We needed to select a primary LLM for our agentic healthcare AI platform handling prior authorization, claims adjudication, and denial management. The system requires high reliability, strong instruction-following, and safe behavior in high-stakes clinical and financial contexts. Multiple providers were evaluated over 6 weeks of production-like testing.
Adopt Claude Sonnet as primary reasoning engine with Claude Haiku for high-volume, low-complexity classification tasks. OpenAI maintained as fallback for specific use cases where GPT-4o demonstrates measurable advantage.
The RCM agent system requires coordinating 6+ specialist agents (clinical, financial, compliance, retrieval, validation, escalation) with explicit state management, conditional routing, and cycle support. Decision: build a custom orchestration layer vs. adopt an existing framework.
Adopt LangGraph as the orchestration layer. The graph model makes agent state transitions explicit and inspectable — a production requirement, not a nice-to-have. Use StateGraph with typed state, conditional edges for routing, and MemorySaver for persistence across multi-step workflows.
Our agentic platform requires integrating with 15+ external systems: EHR, clearinghouses, payer APIs, internal databases, document stores. Each integration previously required bespoke tool definitions and maintenance. We needed a standardized protocol for tool discovery, invocation, and context management.
Adopt MCP as the standard integration protocol for all tool use. Each external system gets an MCP server. The agent layer discovers tools dynamically at runtime via MCP. New integrations become MCP server implementations — not bespoke tool definitions.
Healthcare clients have varying cloud preferences — some mandate AWS, others GCP or Azure. We needed a primary deployment platform while maintaining the ability to serve clients across clouds without forking the codebase.
GCP as primary development and deployment platform. All infrastructure defined in Terraform with cloud-agnostic abstractions. Services containerized via GKE, deployable to EKS or AKS. Cloud-specific services (BigQuery, Vertex AI) wrapped behind abstraction interfaces with AWS/Azure equivalents.
Our system needs to reason over rapidly changing payer policies, clinical guidelines, and billing codes — data that changes monthly. We evaluated whether to encode this knowledge via fine-tuning or retrieve it dynamically at inference time.

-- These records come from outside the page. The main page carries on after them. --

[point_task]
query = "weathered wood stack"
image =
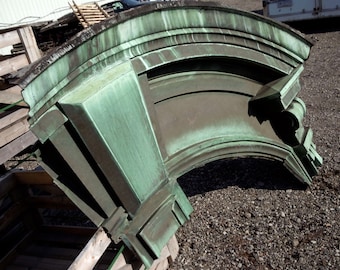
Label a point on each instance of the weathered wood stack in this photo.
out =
(89, 14)
(14, 129)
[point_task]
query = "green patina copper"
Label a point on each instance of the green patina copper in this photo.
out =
(129, 105)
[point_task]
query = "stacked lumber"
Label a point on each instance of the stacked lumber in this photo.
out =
(89, 14)
(14, 129)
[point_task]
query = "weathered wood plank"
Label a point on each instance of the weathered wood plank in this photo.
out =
(7, 183)
(28, 40)
(92, 252)
(12, 95)
(9, 38)
(38, 177)
(13, 64)
(16, 146)
(56, 202)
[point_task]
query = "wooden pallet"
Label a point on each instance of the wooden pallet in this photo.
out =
(37, 231)
(89, 14)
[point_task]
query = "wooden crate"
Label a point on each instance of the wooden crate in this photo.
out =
(40, 228)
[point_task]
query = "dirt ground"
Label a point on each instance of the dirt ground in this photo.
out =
(252, 214)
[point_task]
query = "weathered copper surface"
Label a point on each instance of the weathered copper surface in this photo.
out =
(130, 104)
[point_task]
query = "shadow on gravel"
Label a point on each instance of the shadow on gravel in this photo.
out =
(313, 26)
(244, 173)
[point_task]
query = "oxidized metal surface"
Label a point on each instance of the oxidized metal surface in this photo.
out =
(129, 105)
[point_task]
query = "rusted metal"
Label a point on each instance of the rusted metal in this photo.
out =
(132, 103)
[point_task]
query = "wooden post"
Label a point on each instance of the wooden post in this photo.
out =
(28, 40)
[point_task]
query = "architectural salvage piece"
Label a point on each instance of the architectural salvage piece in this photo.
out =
(132, 103)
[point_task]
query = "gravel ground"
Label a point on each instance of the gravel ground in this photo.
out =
(252, 214)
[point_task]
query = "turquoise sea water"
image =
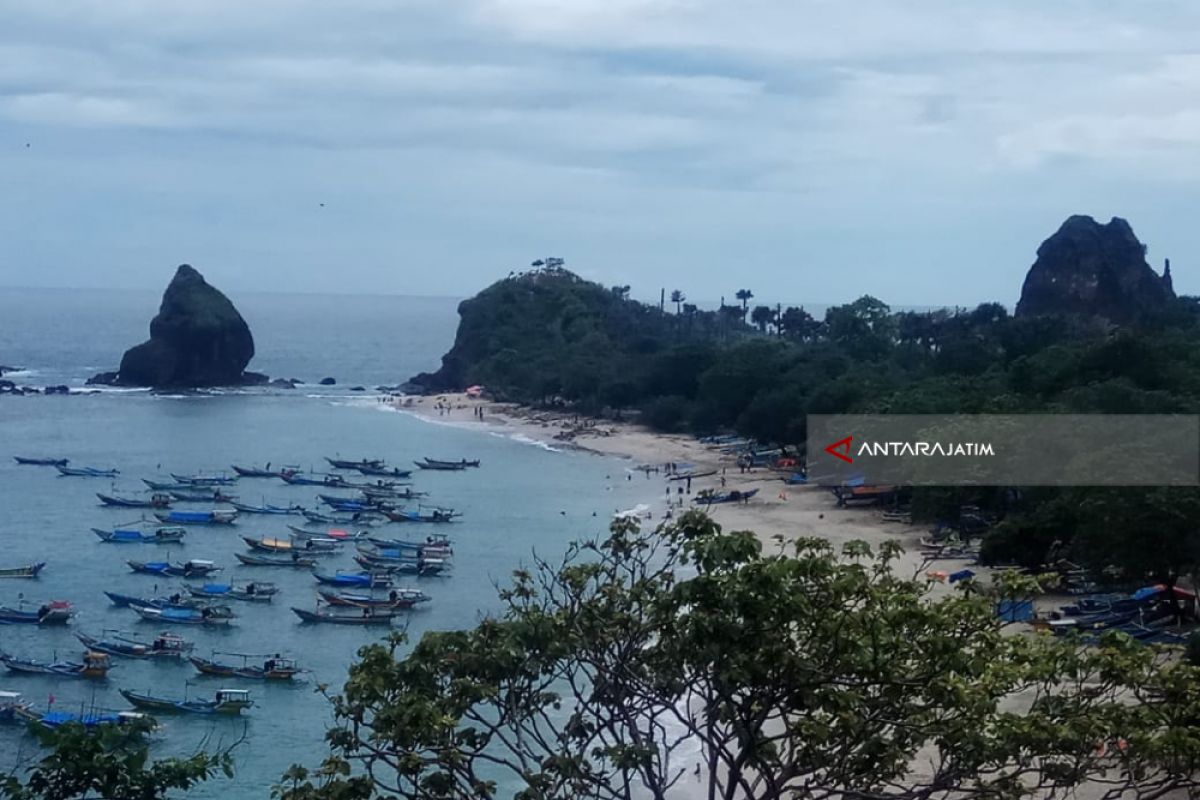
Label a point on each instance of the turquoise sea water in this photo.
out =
(525, 497)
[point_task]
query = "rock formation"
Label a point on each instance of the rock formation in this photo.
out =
(1093, 270)
(197, 340)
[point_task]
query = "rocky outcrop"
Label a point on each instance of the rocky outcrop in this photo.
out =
(1093, 270)
(197, 340)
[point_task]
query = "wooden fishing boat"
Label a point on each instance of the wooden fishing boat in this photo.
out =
(357, 518)
(450, 464)
(375, 579)
(57, 612)
(205, 480)
(274, 667)
(717, 498)
(215, 517)
(333, 534)
(208, 615)
(437, 516)
(295, 559)
(264, 471)
(256, 591)
(202, 494)
(401, 563)
(366, 617)
(396, 599)
(127, 645)
(87, 471)
(370, 463)
(30, 571)
(435, 545)
(94, 665)
(384, 471)
(160, 486)
(267, 509)
(41, 462)
(190, 569)
(153, 501)
(321, 480)
(167, 535)
(226, 701)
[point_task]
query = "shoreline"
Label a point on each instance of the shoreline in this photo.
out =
(779, 513)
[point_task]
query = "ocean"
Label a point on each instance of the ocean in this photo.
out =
(527, 495)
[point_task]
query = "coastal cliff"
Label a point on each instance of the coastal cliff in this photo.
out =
(198, 338)
(1095, 270)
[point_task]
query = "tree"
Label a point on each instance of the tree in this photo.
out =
(807, 673)
(762, 317)
(677, 298)
(107, 762)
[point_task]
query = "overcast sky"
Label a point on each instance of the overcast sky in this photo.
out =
(808, 150)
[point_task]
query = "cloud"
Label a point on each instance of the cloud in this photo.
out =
(784, 122)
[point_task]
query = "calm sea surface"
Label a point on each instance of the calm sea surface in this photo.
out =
(525, 497)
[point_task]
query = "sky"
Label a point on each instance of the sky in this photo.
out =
(809, 150)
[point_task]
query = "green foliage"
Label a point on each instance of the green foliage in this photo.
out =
(793, 669)
(107, 762)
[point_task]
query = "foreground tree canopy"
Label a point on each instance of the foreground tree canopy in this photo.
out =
(688, 661)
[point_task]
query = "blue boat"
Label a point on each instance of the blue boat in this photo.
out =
(87, 471)
(127, 536)
(215, 517)
(192, 569)
(355, 579)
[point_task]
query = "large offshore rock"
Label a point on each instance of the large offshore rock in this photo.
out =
(197, 340)
(1093, 270)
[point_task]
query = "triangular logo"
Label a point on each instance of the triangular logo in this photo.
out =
(840, 449)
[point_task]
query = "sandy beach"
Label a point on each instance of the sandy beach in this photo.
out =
(778, 513)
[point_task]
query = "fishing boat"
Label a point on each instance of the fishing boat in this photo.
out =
(317, 480)
(333, 534)
(191, 494)
(395, 599)
(205, 480)
(209, 615)
(433, 516)
(165, 645)
(226, 701)
(258, 591)
(717, 498)
(190, 569)
(215, 517)
(264, 471)
(444, 465)
(87, 471)
(401, 563)
(384, 471)
(295, 559)
(370, 463)
(41, 462)
(375, 579)
(364, 617)
(95, 665)
(166, 535)
(30, 571)
(153, 501)
(267, 509)
(57, 612)
(161, 486)
(357, 518)
(274, 667)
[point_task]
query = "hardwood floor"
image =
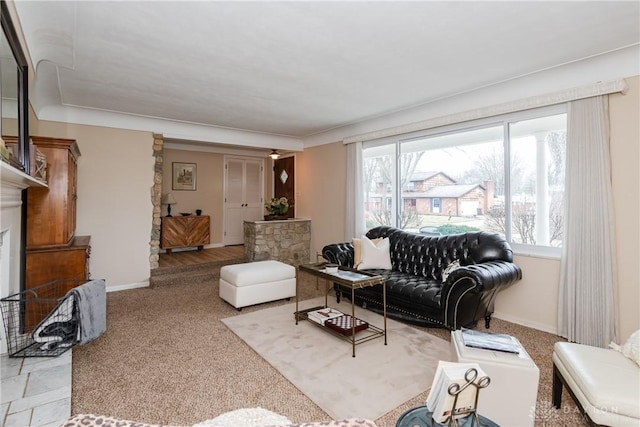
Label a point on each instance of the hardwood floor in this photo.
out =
(193, 257)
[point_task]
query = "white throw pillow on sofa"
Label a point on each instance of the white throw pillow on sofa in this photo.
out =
(451, 267)
(375, 255)
(357, 250)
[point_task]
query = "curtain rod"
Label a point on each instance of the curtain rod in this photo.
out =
(581, 92)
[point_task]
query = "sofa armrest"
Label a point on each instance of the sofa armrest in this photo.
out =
(475, 281)
(339, 253)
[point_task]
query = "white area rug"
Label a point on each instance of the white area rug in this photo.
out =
(379, 379)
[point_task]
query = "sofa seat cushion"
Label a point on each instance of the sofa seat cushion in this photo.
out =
(606, 383)
(408, 290)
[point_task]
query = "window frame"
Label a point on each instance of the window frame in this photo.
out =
(504, 120)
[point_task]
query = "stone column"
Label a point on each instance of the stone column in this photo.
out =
(156, 200)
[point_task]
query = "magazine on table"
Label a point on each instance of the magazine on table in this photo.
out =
(490, 341)
(441, 403)
(350, 275)
(322, 315)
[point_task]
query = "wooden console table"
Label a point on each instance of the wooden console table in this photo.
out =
(184, 232)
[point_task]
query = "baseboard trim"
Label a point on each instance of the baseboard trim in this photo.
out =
(527, 323)
(128, 286)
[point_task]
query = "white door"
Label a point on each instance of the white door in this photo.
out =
(243, 196)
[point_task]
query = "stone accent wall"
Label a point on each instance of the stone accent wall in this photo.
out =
(156, 200)
(288, 241)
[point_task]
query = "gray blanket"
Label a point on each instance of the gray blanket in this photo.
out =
(91, 305)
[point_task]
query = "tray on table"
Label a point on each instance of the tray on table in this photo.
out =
(343, 324)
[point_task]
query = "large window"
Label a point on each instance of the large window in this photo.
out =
(505, 175)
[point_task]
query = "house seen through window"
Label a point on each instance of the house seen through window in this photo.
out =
(504, 176)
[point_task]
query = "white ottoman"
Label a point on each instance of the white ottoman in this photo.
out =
(252, 283)
(510, 399)
(604, 384)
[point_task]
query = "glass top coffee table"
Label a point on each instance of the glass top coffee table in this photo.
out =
(349, 329)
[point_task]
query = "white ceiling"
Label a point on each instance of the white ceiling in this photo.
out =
(300, 68)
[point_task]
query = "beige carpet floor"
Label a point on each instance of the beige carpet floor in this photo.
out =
(321, 365)
(167, 358)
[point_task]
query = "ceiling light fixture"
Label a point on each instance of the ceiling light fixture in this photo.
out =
(274, 154)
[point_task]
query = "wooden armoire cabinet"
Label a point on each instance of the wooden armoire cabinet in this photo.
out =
(54, 252)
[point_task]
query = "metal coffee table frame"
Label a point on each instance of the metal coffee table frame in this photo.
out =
(368, 334)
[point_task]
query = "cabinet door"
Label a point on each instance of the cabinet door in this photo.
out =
(173, 232)
(243, 196)
(197, 233)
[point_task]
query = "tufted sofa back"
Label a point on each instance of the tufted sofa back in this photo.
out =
(427, 256)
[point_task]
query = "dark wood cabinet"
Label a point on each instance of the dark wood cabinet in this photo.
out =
(53, 251)
(184, 231)
(51, 212)
(68, 262)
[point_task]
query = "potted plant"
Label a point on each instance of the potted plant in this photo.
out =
(277, 208)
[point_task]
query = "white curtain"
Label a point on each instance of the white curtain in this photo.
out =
(588, 303)
(355, 225)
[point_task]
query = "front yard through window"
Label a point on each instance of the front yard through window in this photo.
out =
(506, 177)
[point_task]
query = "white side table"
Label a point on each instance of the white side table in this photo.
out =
(510, 398)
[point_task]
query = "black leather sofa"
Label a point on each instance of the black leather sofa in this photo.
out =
(415, 290)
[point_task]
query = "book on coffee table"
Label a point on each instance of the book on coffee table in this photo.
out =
(343, 324)
(490, 341)
(324, 314)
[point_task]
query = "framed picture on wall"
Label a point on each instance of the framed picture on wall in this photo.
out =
(184, 176)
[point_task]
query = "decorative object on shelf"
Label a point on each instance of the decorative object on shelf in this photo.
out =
(454, 392)
(168, 200)
(277, 206)
(184, 176)
(274, 154)
(39, 165)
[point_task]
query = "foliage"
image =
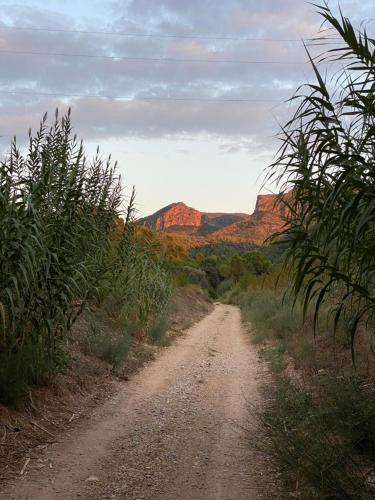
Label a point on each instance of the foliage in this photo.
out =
(63, 248)
(56, 217)
(327, 161)
(324, 435)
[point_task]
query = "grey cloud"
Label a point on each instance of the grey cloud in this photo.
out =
(97, 119)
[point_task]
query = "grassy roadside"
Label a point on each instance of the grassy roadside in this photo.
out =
(100, 357)
(320, 413)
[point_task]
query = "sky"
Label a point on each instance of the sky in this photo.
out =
(187, 96)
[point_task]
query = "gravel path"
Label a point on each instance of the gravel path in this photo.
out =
(174, 432)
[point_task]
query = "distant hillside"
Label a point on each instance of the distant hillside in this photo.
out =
(178, 218)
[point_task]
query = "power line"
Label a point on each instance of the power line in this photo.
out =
(143, 59)
(161, 36)
(134, 99)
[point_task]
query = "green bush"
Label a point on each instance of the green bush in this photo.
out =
(114, 350)
(56, 219)
(324, 435)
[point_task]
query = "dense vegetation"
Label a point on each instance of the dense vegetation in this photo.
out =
(327, 161)
(63, 249)
(314, 315)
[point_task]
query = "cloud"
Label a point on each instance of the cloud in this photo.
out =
(242, 126)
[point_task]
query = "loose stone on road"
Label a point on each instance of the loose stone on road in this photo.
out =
(176, 431)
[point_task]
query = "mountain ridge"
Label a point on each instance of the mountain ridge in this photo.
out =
(179, 218)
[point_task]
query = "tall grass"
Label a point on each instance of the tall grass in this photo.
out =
(58, 254)
(327, 161)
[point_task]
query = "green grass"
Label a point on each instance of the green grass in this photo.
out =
(323, 434)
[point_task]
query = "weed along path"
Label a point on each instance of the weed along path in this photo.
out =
(176, 431)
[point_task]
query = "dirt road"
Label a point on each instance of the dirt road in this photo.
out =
(174, 432)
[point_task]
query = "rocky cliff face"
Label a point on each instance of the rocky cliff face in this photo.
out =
(180, 218)
(256, 228)
(175, 217)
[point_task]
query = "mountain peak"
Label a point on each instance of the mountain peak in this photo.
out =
(180, 218)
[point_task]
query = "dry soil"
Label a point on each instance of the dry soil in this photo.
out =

Adopt RAG as primary knowledge grounding strategy. Hybrid chunking (semantic + structural for policy documents), dense retrieval via text-embedding-3-large, re-ranking with cross-encoder. Fine-tuning deferred to Phase 2 for style/format adaptation only — not factual grounding.
On ADRs
Architecture Decision Records are the most underused tool in software engineering. They cost 30 minutes to write and save weeks of re-litigating decisions. The format matters less than the habit: capture the context, the options, the choice, and the consequences. Future you will thank present you.